Surreale perché vi sono stati due interventi fatti da due professori italiani
partecipanti al convegno che hanno incarnato queste due posizioni parlando in
particolare di Gabés anche se ovviamente non sono mancati i riferimenti a
Taranto, é scaturito poi un dibattito con i diretti interessati: gli studenti
tunisini.
Abbiamo visto la posizione degli “ambientalisti”

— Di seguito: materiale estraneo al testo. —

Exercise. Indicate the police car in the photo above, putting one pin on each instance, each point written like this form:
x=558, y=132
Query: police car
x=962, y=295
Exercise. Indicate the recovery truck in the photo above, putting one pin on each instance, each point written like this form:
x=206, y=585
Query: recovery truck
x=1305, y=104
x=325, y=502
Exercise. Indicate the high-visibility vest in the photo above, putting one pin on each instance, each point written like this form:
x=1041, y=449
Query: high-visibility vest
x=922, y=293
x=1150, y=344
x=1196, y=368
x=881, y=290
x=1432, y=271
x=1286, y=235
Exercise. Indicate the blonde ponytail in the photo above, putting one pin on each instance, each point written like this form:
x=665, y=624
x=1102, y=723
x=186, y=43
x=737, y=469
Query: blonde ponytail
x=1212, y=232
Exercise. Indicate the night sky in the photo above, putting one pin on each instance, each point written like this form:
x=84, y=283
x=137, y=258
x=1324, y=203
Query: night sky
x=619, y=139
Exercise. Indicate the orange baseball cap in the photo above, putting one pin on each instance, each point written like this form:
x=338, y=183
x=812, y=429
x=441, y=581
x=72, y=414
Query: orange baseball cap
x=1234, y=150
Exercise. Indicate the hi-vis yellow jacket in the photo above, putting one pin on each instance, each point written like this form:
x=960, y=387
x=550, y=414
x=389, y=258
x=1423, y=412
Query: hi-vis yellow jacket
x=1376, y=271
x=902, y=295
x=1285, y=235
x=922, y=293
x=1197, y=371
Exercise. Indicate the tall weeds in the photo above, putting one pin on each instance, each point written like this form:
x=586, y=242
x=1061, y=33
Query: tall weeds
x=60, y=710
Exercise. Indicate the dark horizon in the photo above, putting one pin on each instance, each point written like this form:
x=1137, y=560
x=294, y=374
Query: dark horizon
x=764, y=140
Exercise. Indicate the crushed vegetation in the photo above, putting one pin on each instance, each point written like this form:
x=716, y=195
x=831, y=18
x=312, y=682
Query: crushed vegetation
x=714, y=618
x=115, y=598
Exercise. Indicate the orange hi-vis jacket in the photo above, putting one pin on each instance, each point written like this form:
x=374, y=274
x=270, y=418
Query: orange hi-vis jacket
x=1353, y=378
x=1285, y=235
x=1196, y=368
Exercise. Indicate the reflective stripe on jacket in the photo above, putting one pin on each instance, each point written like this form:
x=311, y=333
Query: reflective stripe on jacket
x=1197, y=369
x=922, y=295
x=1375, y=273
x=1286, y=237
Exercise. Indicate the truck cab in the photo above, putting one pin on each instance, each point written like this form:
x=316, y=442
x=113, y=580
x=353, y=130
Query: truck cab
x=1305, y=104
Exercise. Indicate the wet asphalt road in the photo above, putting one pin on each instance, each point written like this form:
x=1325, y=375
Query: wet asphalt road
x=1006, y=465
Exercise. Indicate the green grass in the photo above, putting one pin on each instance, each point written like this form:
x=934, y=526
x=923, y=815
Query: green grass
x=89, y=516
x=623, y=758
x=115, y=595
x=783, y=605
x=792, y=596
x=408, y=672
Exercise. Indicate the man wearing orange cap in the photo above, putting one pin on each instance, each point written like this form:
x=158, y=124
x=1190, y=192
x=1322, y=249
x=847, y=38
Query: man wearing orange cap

italiani, torniamo a Gabés e al gruppo “No pollution”; si potrebbe pensare che
anche gli “ambientalisti gabesiani abbiano la stessa posizione e invece no… I
giovani studenti qui sono realmente “pensanti”, hanno incominciando
organizzando delle manifestazioni contro la direzione del gruppo chimico e non
contro gli operai, al contrario le manifestazioni avevano l’obiettivo di
sensibilizzare sia i settori popolari in generale che gli operai e non avevano
la rivendicazione di chiudere la fabbrica. Gli attivisti del gruppo non
negano che quando lo stesso é nato, alcuni membri avevano proposto la parola
d’ordine “estremista” della chiusura della fabbrica, ma in seguito a
discussioni interne si é deciso che la rivendicazione principale é quella di
una bonifica del golfo e dell’oasi utilizzando come fondi necessari una parte
dei profitti del GCT, inoltre si chiede una riduzione delle emissioni e il
rispetto delle norme ambientali già esistenti e non applicate che prevedano ad
esempio l’utilizzo di depuratori. Anche qui si denuncia il fatto che alcuni
settori economici come quello della pesca e dell’agricoltura siano stati
danneggiati dall’attività della fabbrica, ma innanzitutto bisogna pensare che in
un paese come la Tunisia il settore agricolo ha un peso specifico superiore
rispetto che ad un paese come l’Italia; in secondo luogo, “sorprendentemente” i
pescatori di Gabés sono contrari alla chiusura della fabbrica nonostante
danneggi direttamente la loro attività1.
Condividono le parole d’ordine del movimento “No
Pollution” é dichiarano espressamente che mai vorrebbero vedere i loro
familiari, amici e concittadini disoccupati ma che il governo deve assumersi le
proprie responsabilità e bonificare il golfo di Gabés. Quindi a differenza di
Taranto qui sono gli ambientalisti che hanno una linea simile a quella che a Taranto
hanno organizzazioni sindacali e della sinistra di classe. Al contrario la
sinistra ufficiale tunisina e il sindacato, l’UGTT, brancolano nel buio se non
addirittura vivono in connivenza con il GCT. Il movimento Stop Pollution é
nuovo in città e sicuramente ha ancora della strada da fare e qualcosa da
rettificare, ad esempio dopo essere riuscito a farsi conoscere tramite un paio
di manifestazioni cittadine, ha organizzato un convegno nell’hotel più in della
città in cui alla tavola rotonda é stato inviato anche un portavoce del GCT a
cui sono state poste delle domande per verificare le “buone intenzioni” del GCT
ad adempiere le legittime richieste della popolazione. Questo approccio é
illusorio e svia dal raggiungimento dell’obiettivo, solo i rapporti di forza
possono costringere il GCT e quindi il governo ad eseguire la bonifica, non una
semplice opera di convincimento. Detto questo sicuramente gli ambientalisti
gabessiani sono sicuramente anni luce avanti rispetto ai vaneggiamenti dei loro
omologhi tarantini e il fatto di essere principalmente una forza fresca e
giovane é sicuramente un punto di forza che fa sperare bene.